The work was published by Edward All-de son of John Allde printer, likely just before Norden’s death in late summer of 1625. Otherwise listed as Edward Alday in the British Book Trade Index, a printer and given trading dates of 1584-1634? The idea gained popularity. Matthew Simmons (fl.1635-54) published the ‘Direction for the English Traviller’ in 1635 with copper engraved versions of the tables, each with miniature so-called thumb-nail maps derived from the earlier playing cards of William Bowes. There were three editions in short succession before Thomas Jenner (fl.1621-73) who enlarged the maps on the plates and issued two further works in eight editions culminating shortly after Ogilby’s revolutionary production.

This example came from the library of Cyril Ernest Kenney who as a chartered surveyor collected a fine library of books on the subject, including two examples of this work. This second example lacked the folding table of Wales. A survey of the known examples identified only 4 complete copies and five further substantially complete ones.

1 – British Library (G.15961)

2 – British Library (577.h.27.(1))

3 – National Archives, Kew (Rare Books 50)

4 – C. E. Kenney Collection, sold Sotheby’s, London, 19 October 1965 lot 889 (complete with a duplicate of Cheshire), present whereabouts unknown, not believed to be one of the above

5 – British Library (C.77.d.16) – England inserted

6 – Burden Collection – lacks Wales

7 – Bodleian Library, Oxford (Gough Maps 125) – lacks the two folding of England and Wales

8 – Bodleian Library, Oxford (Tanner 888) – lacks title and the two folding of England and Wales

9 – Winchester College, Fellows Library (Bk7111) – lacks England, ex E. G. Box Collection

An example at Cambridge University Library (Bbb.*8.31(B), lacks title, address, general plate and all after Lincolnshire).

Provenance: early manuscript initials? on the title page; Cyril Ernest Kenney (1898-73) F.B.A., F.R.I.C.S., chartered surveyor and bibliophile; collection sold at Sotheby’s, London, 19 October 1965 lot 890; acquired by Stanley Crowe; Donald Hodson collection (1933-2016), carto-bibliographer.

References: Barber (2007) pp. 1632-34; Bennett (1996) pp. 62-3; British Book Trade Index; Delano-Smith (1997) p. 179; Delano-Smith (2006) pp. 54-7; Delano-Smith & Kain (1999) p. 160; Elias (1981); Fordham (1924) p. 8; Hind (1952) I p. 30; Hodson (2000) T1; Kitchen (1997); Lawrence (1982); Lawrence (1989); Library Hub Discover; Lynam (1953) pp. 66-74; Ravenhill (1972); refer to Skelton (1970) 20; Smith (1988) p. 117; Taylor (1968) II pp. 45-50; Worms & Baynton-Williams (2011).

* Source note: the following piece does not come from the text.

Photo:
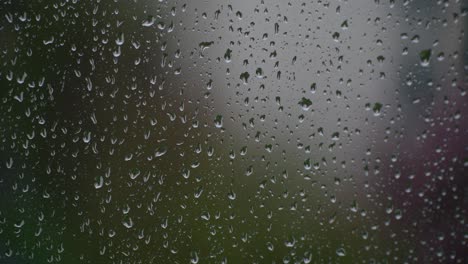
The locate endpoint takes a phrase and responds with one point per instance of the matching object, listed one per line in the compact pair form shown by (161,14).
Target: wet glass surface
(233,131)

England an intended guyde, for English travailers: Shewing in generall, how far one citie, & many shire-townes in England, are distant, from other

Edward All-de dwelling near Christ-Church, London, 1625
THE FIRST DISTANCE TABLES BOOK ON ENGLAND. Quarto (275 x 190 mm.), eighteenth century half calf, marbled paper boards, spine with gilt ruled compartments, red calf gilt title label affixed. With typographic title page set within an ornate woodcut frame, two-page address by John Norden, pp. (4), 39 (of 40) triangular distance tables (England with some repair, and Yorkshire both folding), lacking the folding Wales, waterstained on the outer edge, otherwise in good condition.